Introduction

Temporomandibular joint osteoarthritis (TMJOA) is an important subtype of temporomandibular disorders (TMDs) and may lead to substantial joint pain, dysfunction, dental malocclusion, and reduced health-related quality of life1. Osteoarthritis (OA) is a disease of joints caused by a series of degenerative processes including gradual loss of joint cartilage, remodeling and hardening of subchondral bone, and formation of osteoproliferative bodies2. TMJOA is confirmed by structural bony changes observed on radiographic examination. Because of the ability to show minute changes in the integrity of the cortical and subcortical bone of the TMJ, it is widely accepted that computed tomography (CT) is the reference standard for the diagnosis of TMJOA3. Cone beam CT (CBCT), which has the benefit of lower radiation exposure than conventional CT, is reportedly as accurate for the detection of TMJOA4. However, CBCT is not the first choice for TMJOA examination in the normal clinical setting yet because it still has a higher radiation dose and is costlier than plain radiographs. Normally, the orthopantomogram (OPG) is the most common examination method used for screening various lesions and conditions in the maxillofacial region, while it is less able to identify bony changes in the TMJ structure that are small in size and overlapped by other skull structures5. This makes OPG useful for screening examinations that experienced experts such as oromaxillofacial radiology (OMFR) or orofacial pain specialists read and then recommend, if necessary, an additional CBCT to confirm a diagnosis. In a situation where such experts are not available, a patient’s TMJOA can be overlooked or misread. To address this possibility, an AI algorithm was developed and trained to read TMJOA on OPGs based on CBCT results already confirmed by experts. Various studies have applied AI algorithms to read OPG for clinical conditions such as tooth segmentation6, age estimation7, third molar and inferior alveolar nerve detection8, cysts and tumors of the jaw9, osteoporosis10, and maxillary sinusitis11. However, there are few AI studies on TMJOA diagnosis; one study that used CBCT and one study based on OPG have been reported12,13.

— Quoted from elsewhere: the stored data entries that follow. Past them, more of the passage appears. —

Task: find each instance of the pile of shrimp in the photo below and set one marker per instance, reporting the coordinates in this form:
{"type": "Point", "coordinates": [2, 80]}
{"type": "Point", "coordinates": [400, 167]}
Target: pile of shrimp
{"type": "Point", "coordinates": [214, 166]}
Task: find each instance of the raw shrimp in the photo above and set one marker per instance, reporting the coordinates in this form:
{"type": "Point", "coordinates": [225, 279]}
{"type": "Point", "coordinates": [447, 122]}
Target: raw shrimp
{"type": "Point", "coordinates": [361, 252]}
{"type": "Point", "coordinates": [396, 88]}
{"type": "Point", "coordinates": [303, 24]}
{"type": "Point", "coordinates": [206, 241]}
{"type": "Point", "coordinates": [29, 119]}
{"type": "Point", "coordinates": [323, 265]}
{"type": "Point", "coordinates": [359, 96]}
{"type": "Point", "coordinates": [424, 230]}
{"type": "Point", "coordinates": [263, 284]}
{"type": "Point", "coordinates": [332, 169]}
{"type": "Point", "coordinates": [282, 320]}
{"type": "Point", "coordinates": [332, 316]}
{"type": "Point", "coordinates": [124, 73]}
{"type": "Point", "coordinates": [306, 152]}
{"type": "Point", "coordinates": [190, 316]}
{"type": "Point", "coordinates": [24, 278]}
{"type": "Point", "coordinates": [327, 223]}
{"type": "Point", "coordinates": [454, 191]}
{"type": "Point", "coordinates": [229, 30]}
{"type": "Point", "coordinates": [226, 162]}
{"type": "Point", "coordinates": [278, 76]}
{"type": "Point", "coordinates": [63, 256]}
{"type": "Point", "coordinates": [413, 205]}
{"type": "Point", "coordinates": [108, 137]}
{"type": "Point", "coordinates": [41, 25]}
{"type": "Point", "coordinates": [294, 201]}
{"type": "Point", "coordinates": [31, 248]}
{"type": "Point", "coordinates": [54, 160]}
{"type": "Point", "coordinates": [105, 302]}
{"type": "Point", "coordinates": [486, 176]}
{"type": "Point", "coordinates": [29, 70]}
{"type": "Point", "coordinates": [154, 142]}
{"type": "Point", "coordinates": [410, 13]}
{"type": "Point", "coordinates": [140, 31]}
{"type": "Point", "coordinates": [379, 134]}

This study aimed to investigate the clinical utility of an AI diagnostic tool developed for TMJOA diagnosis from OPG using deep learning that compared the AI read with that of an expert.

Results

The results of the AI algorithm that was developed based on 3 categories, normal, indeterminate, and OA, are shown in Table 1. Because overall accuracy was not satisfying (Table 2), the model development process was modified and reevaluated because indeterminate TMJOA could have compromised AI training because of its vagueness on radiographic reading14,15. The AI was trained, validated, and tested again in 3 ways after modification. Indeterminate OA was considered as normal in Trial 1, OA in Trial 2, and omitted from the whole development process in Trial 3. The accuracy of the model performance was best in Trial 1 (0.80) followed by Trial 3 (0.78) and Trial 2 (0.73), but precision and recall were evenest in Trial 3 (Table 3). The recall value of TMJOA was 0. 51, which means that the model predicted TMJOA in patients with actual TMJOA about half the time in Trial 1. In screening tests, it is important to suspect the presence of the disease so that additional tests can be performed if necessary. For this reason, Trial 3 was chosen as a more suitable model in spite of the higher overall accuracy seen in Trial 1. Five-fold cross validation was performed on Trial 3. The average accuracy, precision, recall, and F 1 score were 0.76, 0.80, 0.71, and 0.75, respectively (Table 4).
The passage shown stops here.